Doesnt surprise me that gm did this for year ive heard about them doing this never seen one in real life or on video awesome design in the 80s and 90s my step father and i did some crazy crank shaft mods to chevy small block engine's knive grinding and balancing small block cranks to see what we could get away with in weight savings on the crank and rotating assemblies to turn them up harder had a lot of fun messing with them and some of the results where crazy glad to see it running needs to be preserved for history of auto world in this country
That was awesome,,, thank you for sharing,,, as a Sbc 1st gen buff my self having a elusive 352 long rod full roller engine in my wife's Chevy Vega, she tells me the car eats Coyotes for lunch,, with a 5 speed 😂
Hey rich, just wondering how you came to the 352? Stroked 327? or a 400 rod? What does that rev to? Thanks!!
@ Sbc 400 block. 030(4.155 bore) large journal forged steel nitrated truck crankshaft (3.250 stroke) Scat connecting Rod (6.200) JE pistons,
real good numbers, I like the 180 out cranks, its like having 2 sportbike engines side by side.. they do handle RPM as well...

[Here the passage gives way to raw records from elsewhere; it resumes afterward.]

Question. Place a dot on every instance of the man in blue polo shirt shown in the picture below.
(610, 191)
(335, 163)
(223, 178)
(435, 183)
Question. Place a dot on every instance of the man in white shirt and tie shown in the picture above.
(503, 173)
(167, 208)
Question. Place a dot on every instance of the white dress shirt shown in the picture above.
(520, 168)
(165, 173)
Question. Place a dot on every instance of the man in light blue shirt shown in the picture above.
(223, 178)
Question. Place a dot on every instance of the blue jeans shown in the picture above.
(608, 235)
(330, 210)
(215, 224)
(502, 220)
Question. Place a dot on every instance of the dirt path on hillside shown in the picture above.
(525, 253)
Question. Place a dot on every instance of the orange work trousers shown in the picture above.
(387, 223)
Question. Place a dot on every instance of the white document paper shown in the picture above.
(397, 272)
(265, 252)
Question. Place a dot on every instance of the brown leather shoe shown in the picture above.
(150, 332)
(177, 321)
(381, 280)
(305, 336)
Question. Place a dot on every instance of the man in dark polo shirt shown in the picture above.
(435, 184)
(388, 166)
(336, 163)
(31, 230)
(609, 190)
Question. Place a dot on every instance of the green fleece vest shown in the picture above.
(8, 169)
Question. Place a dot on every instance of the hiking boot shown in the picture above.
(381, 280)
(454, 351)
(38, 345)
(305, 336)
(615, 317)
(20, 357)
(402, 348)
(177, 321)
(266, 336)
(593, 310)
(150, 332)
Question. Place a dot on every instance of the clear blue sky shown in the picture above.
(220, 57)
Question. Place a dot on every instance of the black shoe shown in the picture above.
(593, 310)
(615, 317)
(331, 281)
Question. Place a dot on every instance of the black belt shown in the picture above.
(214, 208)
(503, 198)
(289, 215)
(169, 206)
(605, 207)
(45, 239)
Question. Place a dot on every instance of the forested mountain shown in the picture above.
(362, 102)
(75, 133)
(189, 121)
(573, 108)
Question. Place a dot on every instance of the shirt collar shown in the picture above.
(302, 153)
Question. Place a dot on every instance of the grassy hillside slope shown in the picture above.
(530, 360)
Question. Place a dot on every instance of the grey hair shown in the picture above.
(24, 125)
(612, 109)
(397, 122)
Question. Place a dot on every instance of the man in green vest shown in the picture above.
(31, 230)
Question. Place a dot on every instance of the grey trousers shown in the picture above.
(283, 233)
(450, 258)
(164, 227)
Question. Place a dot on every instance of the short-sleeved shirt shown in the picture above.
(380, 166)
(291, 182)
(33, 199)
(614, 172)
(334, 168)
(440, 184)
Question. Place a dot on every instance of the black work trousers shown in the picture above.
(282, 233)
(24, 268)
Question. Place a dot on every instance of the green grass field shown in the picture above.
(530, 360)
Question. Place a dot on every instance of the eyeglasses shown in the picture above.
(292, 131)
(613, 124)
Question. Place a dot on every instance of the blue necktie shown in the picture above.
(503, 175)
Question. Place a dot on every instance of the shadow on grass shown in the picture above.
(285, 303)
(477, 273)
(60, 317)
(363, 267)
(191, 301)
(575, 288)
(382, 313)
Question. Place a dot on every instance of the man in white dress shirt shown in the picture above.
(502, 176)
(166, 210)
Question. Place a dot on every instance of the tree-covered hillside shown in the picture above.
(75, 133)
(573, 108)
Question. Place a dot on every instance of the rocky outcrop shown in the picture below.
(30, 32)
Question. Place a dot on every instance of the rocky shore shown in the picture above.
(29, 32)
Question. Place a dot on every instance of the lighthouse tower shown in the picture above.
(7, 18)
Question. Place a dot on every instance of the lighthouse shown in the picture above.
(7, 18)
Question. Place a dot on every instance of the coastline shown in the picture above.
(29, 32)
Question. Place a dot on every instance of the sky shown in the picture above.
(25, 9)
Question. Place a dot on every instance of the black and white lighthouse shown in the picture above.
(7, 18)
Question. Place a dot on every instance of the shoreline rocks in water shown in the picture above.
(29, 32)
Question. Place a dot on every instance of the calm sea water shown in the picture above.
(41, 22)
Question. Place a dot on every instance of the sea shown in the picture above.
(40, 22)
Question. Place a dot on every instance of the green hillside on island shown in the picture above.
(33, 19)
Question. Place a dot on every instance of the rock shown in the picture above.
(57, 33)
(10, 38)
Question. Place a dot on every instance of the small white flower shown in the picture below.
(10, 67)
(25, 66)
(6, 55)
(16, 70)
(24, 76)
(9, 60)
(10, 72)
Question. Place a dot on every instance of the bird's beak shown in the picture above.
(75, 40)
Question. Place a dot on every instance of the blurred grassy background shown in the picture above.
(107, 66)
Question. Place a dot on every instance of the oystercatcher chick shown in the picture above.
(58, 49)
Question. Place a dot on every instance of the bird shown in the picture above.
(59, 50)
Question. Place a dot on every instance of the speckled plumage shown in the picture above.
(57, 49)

Sounds great. Like a boat. ⛵😁
I messed around with one in the 90's, used it 1/2 mile dirt track. It was a very smooth running engine fast reving. But anything that was externally mounted to the crank would work its way loose, flywheel, clutch, balancer, pulley bolts. I tried everything locktite, lock washers, tack welding the bolts after being torq. All I could come up with was harmonics at upper RPM. I could run it 5500 and below with no issues.
really, really hope the 2021 zo6 actually has an fpc.... that much power out of a flat plane is going to sound so sweet... & the fact that itll be 'murcan will make it that much sweeter 😊
Its pretty cool Ford has those flat plane cranks engenerded into the mustangs too.